Ferrari’s Charles Leclerc crashed to pole position at his home Monaco Grand Prix on Saturday, with rivals unable to better his time after red flags halted qualifying for Formula One’s showcase race.

The 23-year-old smashed into the barriers with 18 seconds of the session remaining and faced an anxious wait to see if the damaged car can be repaired without incurring any grid penalties.

“With the crash, I don’t know where I’m starting tomorrow,” said Leclerc.

“I’m not feeling well for now, I’m just waiting for mechanics to open the gearbox.”

Red Bull’s title contender Max Verstappen was one of those who had to abort their final flying laps but the Dutch driver stands to inherit pole if the Ferrari needs a new gearbox, triggering a grid drop.

“It was all going really well and the red flag ruined the chance for pole,” said Verstappen.

Mercedes’ world championship leader Lewis Hamilton, who leads Verstappen by 14 points after four races but had struggled through the session and in practice, qualified a distant seventh.

“We go back to the drawing board now,” said the seven times world champion. “There is a lack of grip, so that leaves you to overdrive the car and unfortunately it just didn’t improve.”

Leclerc had taken provisional pole after the opening flying laps, with a time 0.230 seconds quicker than Verstappen’s best, but got it all wrong at the Swimming Pool chicane.

“It’s a shame to finish in the wall, it doesn’t feel the same,” said Leclerc of what would be his eighth career pole and first in Monaco.

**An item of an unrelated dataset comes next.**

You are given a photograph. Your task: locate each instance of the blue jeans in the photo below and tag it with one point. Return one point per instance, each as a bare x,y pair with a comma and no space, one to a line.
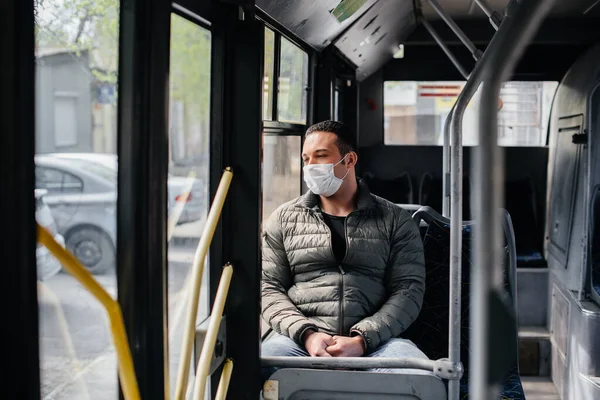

He was last on pole in 2019.

Ferrari boss Mattia Binotto said it was too early to know whether the gearbox was damaged.

“We are worried but we are checking it,” he said.

The Monegasque has yet to finish his home race in two previous attempts, with last year’s race cancelled due to COVID-19.

Mercedes’ Valtteri Bottas qualified third, with Ferrari’s Carlos Sainz fourth.

McLaren’s Lando Norris was fifth and AlphaTauri’s Pierre Gasly starts sixth.